Trevin asked me an important question the other day: “Why do you write? What do you hope to fix?” (I know, that’s technically two questions.)
At the time, I was emotionally distraught and had no answer to give. All I knew was that the idea of giving up, or letting my art fall from focus, filled my belly with dread.
But I’ve had time to think since then.
Books provided me with my first strong female role models, the kinds who could do for themselves and didn’t measure their self-worth by their relationships with men. Books gave me my first look at what non-toxic masculinity was like. Books allowed me to explore forgotten lands, feel the wind of places I’d never visit. Books gave me a country where social justice was normal, where bigotry was the minority, where the guilty party couldn’t buy a lighter sentence.
In books, I found my beliefs distilled and mirrored back to me in a place and time where I was only supported in private. In books, I found epic struggles that made it easier to ignore how my ideas and feelings were ignored, simply because I’d been born female.

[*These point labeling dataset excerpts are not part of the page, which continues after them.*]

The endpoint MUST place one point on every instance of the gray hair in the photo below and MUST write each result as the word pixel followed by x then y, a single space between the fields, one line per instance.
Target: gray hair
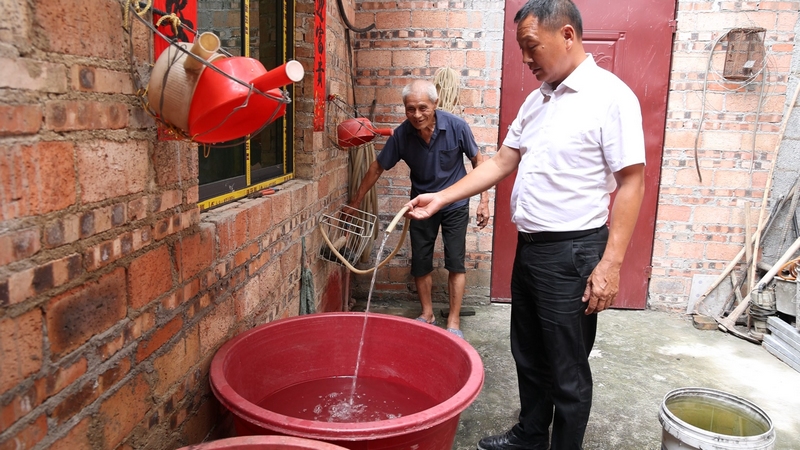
pixel 421 86
pixel 552 14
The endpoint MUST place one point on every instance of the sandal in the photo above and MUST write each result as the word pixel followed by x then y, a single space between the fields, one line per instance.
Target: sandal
pixel 456 331
pixel 422 319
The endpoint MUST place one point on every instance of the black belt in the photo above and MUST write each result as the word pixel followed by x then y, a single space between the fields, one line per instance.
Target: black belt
pixel 556 236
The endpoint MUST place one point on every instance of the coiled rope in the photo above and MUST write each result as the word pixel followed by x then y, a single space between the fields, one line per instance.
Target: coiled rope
pixel 446 81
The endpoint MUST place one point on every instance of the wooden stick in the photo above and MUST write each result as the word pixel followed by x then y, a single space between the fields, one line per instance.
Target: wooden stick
pixel 728 323
pixel 761 220
pixel 748 242
pixel 731 265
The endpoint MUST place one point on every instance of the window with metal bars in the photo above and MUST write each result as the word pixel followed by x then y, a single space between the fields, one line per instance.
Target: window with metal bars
pixel 260 29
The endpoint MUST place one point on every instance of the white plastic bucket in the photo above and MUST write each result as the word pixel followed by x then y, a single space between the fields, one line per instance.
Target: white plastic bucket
pixel 707 419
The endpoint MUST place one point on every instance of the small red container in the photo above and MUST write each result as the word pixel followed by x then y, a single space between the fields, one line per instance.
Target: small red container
pixel 286 352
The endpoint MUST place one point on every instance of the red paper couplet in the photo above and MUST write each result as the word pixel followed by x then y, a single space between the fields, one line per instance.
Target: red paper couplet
pixel 320 12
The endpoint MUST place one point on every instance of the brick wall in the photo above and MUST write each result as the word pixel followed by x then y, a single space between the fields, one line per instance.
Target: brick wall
pixel 701 224
pixel 411 40
pixel 115 291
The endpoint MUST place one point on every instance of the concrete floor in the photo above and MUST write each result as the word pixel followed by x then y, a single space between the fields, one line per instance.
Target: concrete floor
pixel 639 357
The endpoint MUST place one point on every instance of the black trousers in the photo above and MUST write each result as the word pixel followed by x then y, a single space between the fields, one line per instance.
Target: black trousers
pixel 551 338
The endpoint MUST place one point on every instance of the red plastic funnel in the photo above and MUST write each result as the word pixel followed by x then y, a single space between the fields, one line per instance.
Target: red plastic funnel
pixel 223 109
pixel 353 132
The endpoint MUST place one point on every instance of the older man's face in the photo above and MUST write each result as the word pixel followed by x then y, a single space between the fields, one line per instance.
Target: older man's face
pixel 420 110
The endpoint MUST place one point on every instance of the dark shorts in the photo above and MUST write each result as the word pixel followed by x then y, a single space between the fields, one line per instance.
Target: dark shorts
pixel 423 238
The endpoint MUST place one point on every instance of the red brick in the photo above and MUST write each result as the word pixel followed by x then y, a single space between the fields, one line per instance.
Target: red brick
pixel 34 75
pixel 77 438
pixel 77 315
pixel 162 335
pixel 108 169
pixel 89 392
pixel 245 254
pixel 42 389
pixel 96 79
pixel 37 179
pixel 107 252
pixel 674 213
pixel 409 58
pixel 149 276
pixel 195 252
pixel 214 327
pixel 20 119
pixel 120 413
pixel 27 283
pixel 174 162
pixel 20 348
pixel 167 200
pixel 28 437
pixel 63 376
pixel 176 363
pixel 19 406
pixel 62 231
pixel 18 245
pixel 65 26
pixel 71 115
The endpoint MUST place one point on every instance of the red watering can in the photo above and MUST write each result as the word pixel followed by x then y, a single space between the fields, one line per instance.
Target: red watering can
pixel 354 132
pixel 223 109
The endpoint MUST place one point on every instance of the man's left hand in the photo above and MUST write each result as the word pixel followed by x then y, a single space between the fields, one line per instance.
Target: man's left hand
pixel 602 287
pixel 483 215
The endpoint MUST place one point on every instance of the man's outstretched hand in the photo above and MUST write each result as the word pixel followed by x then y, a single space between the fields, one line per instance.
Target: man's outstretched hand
pixel 424 206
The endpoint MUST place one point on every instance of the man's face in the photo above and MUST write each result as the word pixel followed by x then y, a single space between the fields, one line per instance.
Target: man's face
pixel 543 51
pixel 419 110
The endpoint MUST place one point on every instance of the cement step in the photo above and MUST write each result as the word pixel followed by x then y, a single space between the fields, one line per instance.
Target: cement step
pixel 782 351
pixel 784 332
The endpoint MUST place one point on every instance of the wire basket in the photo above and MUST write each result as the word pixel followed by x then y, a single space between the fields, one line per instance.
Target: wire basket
pixel 348 232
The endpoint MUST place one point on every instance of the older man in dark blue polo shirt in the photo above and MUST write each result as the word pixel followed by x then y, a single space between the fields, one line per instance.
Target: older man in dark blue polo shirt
pixel 432 142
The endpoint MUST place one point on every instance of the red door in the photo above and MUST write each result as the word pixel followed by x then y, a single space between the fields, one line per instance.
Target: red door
pixel 633 39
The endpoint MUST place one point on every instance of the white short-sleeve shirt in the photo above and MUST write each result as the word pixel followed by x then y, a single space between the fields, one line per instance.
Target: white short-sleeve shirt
pixel 571 141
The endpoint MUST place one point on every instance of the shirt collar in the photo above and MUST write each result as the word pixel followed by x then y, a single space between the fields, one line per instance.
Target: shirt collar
pixel 575 80
pixel 440 124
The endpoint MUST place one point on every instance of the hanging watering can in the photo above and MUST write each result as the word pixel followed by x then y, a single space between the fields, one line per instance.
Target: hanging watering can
pixel 222 109
pixel 357 131
pixel 175 75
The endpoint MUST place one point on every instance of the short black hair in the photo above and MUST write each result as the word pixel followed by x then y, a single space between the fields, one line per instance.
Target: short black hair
pixel 552 14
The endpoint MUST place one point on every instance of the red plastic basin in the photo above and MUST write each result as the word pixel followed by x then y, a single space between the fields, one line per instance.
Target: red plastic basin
pixel 263 443
pixel 286 352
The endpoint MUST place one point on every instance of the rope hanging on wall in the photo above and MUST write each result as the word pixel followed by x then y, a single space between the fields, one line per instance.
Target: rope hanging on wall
pixel 745 61
pixel 446 81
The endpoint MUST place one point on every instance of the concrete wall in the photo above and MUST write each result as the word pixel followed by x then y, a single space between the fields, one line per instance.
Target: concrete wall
pixel 115 291
pixel 701 224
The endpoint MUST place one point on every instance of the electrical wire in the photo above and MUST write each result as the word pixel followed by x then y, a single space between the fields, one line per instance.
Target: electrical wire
pixel 761 73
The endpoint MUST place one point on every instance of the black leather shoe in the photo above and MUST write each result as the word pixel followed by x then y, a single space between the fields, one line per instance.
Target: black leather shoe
pixel 506 441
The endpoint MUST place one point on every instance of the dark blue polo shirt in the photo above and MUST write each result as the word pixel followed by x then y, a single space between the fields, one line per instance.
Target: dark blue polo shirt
pixel 434 166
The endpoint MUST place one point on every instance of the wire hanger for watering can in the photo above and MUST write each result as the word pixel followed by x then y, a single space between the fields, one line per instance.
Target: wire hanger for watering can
pixel 347 238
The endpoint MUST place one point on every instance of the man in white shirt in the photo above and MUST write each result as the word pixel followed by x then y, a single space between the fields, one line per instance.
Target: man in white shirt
pixel 574 141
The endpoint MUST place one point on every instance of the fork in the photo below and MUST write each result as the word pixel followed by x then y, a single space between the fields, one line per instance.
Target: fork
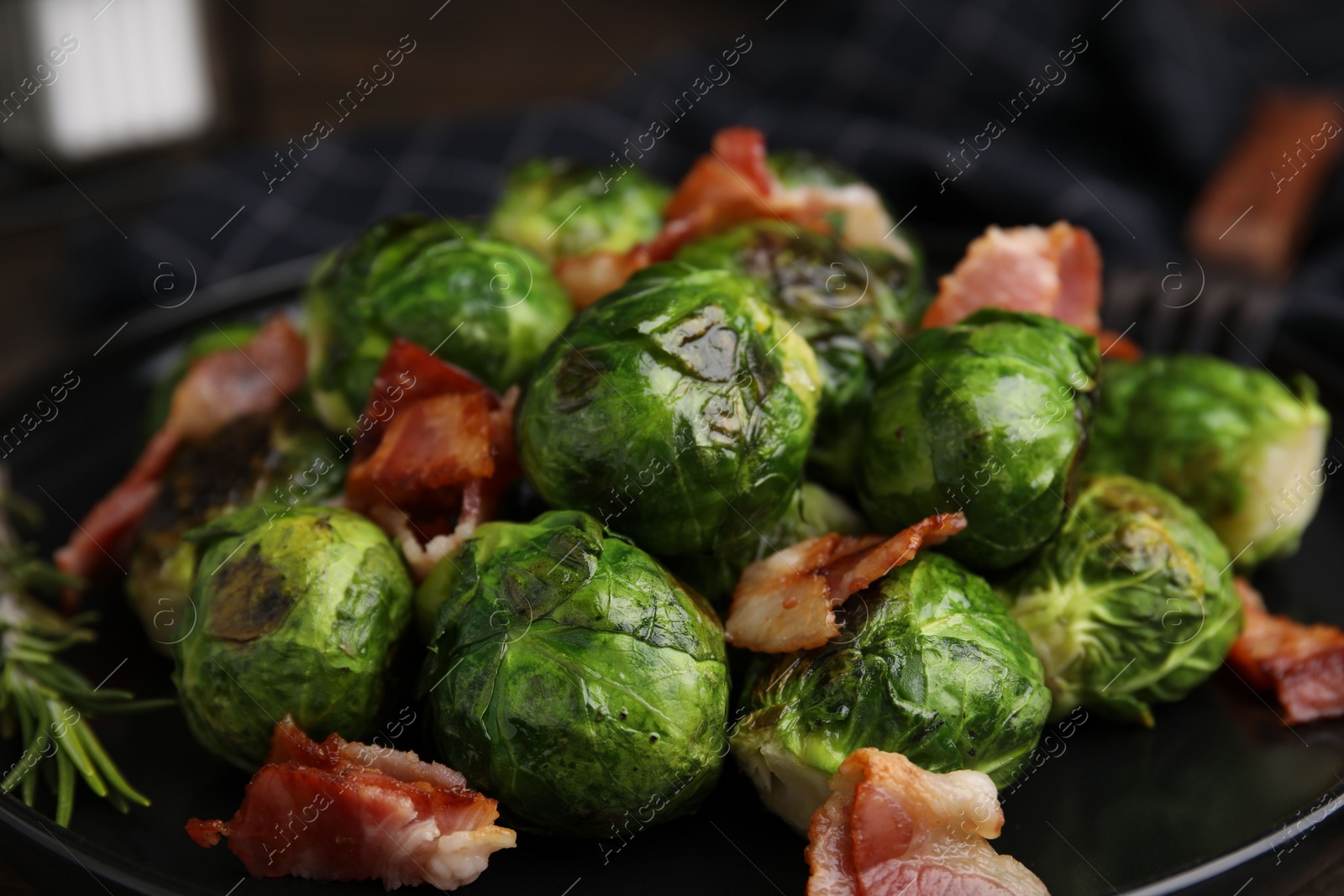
pixel 1242 238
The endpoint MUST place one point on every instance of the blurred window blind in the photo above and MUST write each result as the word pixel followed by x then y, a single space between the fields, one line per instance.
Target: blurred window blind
pixel 87 78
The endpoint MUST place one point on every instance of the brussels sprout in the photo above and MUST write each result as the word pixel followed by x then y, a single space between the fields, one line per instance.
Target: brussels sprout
pixel 1129 604
pixel 1230 441
pixel 573 678
pixel 559 207
pixel 429 282
pixel 853 305
pixel 276 458
pixel 296 613
pixel 987 417
pixel 927 664
pixel 678 409
pixel 207 342
pixel 812 512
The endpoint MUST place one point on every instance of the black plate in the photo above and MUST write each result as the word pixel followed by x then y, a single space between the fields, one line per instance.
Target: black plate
pixel 1218 799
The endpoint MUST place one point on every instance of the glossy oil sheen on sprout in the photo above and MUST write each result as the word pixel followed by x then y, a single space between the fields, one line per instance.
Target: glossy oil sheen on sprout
pixel 853 305
pixel 678 410
pixel 987 417
pixel 571 678
pixel 1131 604
pixel 295 614
pixel 481 304
pixel 927 664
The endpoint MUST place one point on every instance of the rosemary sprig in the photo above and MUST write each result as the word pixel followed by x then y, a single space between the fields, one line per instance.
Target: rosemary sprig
pixel 42 699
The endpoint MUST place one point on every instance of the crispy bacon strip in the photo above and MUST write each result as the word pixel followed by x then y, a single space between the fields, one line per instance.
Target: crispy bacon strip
pixel 339 810
pixel 217 390
pixel 894 829
pixel 1053 271
pixel 1301 664
pixel 786 600
pixel 729 186
pixel 436 456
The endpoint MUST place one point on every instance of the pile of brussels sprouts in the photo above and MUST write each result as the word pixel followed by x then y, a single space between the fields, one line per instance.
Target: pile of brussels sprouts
pixel 766 385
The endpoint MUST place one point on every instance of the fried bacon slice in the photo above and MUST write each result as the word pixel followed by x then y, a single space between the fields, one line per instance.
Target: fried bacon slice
pixel 894 829
pixel 434 457
pixel 339 810
pixel 217 390
pixel 729 186
pixel 1053 271
pixel 1301 664
pixel 786 600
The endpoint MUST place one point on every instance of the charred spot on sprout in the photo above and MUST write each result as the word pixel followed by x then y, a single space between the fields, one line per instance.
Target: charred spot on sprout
pixel 991 416
pixel 428 281
pixel 519 716
pixel 248 598
pixel 927 663
pixel 696 432
pixel 302 613
pixel 853 305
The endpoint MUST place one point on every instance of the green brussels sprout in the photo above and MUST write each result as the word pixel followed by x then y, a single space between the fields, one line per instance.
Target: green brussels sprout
pixel 573 678
pixel 1231 443
pixel 207 342
pixel 297 613
pixel 853 305
pixel 812 512
pixel 249 461
pixel 428 281
pixel 1131 604
pixel 987 417
pixel 678 409
pixel 927 664
pixel 561 207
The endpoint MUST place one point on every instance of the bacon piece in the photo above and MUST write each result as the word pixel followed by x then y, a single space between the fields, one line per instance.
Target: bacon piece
pixel 217 390
pixel 1054 271
pixel 591 277
pixel 339 810
pixel 729 186
pixel 1301 664
pixel 434 457
pixel 894 829
pixel 786 600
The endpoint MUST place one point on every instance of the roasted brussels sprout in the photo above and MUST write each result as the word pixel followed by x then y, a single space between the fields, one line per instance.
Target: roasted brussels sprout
pixel 429 282
pixel 812 512
pixel 561 207
pixel 297 613
pixel 573 678
pixel 1131 604
pixel 1230 441
pixel 853 305
pixel 927 664
pixel 987 417
pixel 678 409
pixel 279 459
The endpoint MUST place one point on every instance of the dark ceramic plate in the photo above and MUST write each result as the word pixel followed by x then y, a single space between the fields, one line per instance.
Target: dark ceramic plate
pixel 1218 799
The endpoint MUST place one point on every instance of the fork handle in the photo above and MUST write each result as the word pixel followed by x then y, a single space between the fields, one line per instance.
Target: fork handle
pixel 1253 212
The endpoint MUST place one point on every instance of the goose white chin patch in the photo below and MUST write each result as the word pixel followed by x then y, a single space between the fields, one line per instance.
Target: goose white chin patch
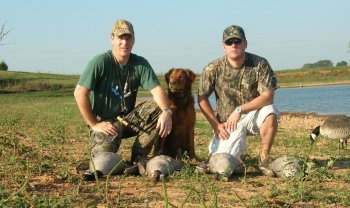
pixel 313 136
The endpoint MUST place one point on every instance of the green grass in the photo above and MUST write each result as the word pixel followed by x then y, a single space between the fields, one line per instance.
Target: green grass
pixel 43 138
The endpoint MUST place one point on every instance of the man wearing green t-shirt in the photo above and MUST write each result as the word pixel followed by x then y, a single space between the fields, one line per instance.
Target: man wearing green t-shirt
pixel 107 90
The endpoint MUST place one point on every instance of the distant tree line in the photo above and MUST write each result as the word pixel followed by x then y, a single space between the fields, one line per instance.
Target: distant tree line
pixel 324 64
pixel 3 33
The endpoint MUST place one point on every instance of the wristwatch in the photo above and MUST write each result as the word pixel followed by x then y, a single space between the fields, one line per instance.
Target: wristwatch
pixel 238 109
pixel 168 110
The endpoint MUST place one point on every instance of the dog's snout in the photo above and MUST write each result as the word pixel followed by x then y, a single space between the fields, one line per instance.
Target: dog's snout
pixel 172 82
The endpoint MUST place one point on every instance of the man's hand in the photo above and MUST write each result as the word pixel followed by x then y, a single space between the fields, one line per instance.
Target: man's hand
pixel 232 121
pixel 164 124
pixel 105 127
pixel 221 132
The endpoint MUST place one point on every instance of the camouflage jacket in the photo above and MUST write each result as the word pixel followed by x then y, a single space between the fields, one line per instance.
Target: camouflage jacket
pixel 234 87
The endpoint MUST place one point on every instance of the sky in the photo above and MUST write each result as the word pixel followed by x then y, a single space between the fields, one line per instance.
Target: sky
pixel 60 37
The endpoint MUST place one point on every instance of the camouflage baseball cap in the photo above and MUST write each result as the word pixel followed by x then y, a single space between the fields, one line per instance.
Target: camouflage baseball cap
pixel 122 27
pixel 233 31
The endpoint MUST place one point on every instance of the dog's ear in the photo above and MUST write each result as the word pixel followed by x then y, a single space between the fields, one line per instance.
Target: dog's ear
pixel 167 75
pixel 191 75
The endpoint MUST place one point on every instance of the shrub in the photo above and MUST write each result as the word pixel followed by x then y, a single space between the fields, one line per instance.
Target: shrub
pixel 3 66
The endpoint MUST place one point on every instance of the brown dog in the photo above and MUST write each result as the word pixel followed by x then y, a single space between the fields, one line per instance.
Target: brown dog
pixel 179 83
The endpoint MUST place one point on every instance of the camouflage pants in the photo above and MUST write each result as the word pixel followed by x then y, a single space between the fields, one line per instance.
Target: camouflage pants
pixel 142 124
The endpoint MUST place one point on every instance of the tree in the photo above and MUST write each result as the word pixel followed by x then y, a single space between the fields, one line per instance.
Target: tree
pixel 323 63
pixel 342 63
pixel 3 66
pixel 308 66
pixel 3 32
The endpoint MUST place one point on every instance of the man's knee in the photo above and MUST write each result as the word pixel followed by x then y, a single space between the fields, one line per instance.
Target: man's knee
pixel 270 121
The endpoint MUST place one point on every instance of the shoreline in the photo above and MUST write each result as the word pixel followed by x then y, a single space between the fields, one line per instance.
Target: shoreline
pixel 301 85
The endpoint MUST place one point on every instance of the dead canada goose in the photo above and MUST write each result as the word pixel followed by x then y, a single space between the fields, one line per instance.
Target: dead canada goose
pixel 334 127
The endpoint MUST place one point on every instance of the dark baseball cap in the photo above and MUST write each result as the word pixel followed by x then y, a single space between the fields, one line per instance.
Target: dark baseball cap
pixel 233 31
pixel 122 27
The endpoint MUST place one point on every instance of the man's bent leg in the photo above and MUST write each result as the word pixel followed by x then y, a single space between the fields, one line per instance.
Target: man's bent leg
pixel 106 143
pixel 268 132
pixel 146 117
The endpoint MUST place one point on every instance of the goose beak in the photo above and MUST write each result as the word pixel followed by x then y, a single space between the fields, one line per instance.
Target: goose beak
pixel 312 138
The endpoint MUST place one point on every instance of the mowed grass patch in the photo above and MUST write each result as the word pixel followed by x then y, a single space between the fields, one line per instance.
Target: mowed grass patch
pixel 43 137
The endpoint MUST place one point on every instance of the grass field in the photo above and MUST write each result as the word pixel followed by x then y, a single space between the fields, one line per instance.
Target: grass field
pixel 43 137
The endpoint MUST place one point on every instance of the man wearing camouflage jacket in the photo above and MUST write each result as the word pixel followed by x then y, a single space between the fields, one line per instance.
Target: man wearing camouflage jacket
pixel 244 86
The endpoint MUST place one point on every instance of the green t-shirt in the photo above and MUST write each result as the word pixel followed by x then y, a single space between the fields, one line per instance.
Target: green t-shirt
pixel 101 75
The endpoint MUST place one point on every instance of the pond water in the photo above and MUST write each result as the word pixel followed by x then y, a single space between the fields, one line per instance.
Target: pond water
pixel 322 100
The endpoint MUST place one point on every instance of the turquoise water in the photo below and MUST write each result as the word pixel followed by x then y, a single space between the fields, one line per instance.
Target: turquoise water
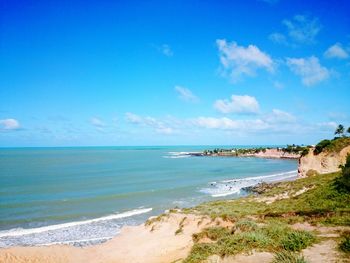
pixel 85 195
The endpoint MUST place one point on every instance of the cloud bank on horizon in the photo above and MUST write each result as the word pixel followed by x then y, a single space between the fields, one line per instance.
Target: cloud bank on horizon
pixel 216 76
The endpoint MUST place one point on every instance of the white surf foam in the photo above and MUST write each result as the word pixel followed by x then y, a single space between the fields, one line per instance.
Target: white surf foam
pixel 234 186
pixel 176 155
pixel 76 241
pixel 21 231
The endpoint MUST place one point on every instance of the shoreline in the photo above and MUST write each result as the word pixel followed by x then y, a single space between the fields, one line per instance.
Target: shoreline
pixel 268 153
pixel 132 230
pixel 170 237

I write because the written word was the first place I could express my ideas in their entirety without fear of dismissal or interruption. I write because I want to see more media with strong heroines and heroes who know how to feel. I write because someone, somewhere needs his or her ideas of real justice mirrored back. I write because those who’ve come before me have given me gifts that I cannot keep to myself, not in good conscience.
I write because the written word is one of the places I can go to learn and grow. I write because the paper draws me in, and ignoring its call leaves me depressed and angry. I write because I can go shopping and come home with a hundred ideas. Those ideas need a place to nest.
In short, I write because to do anything else would be a disservice to myself and the precious gifts I’ve acquired through doing so.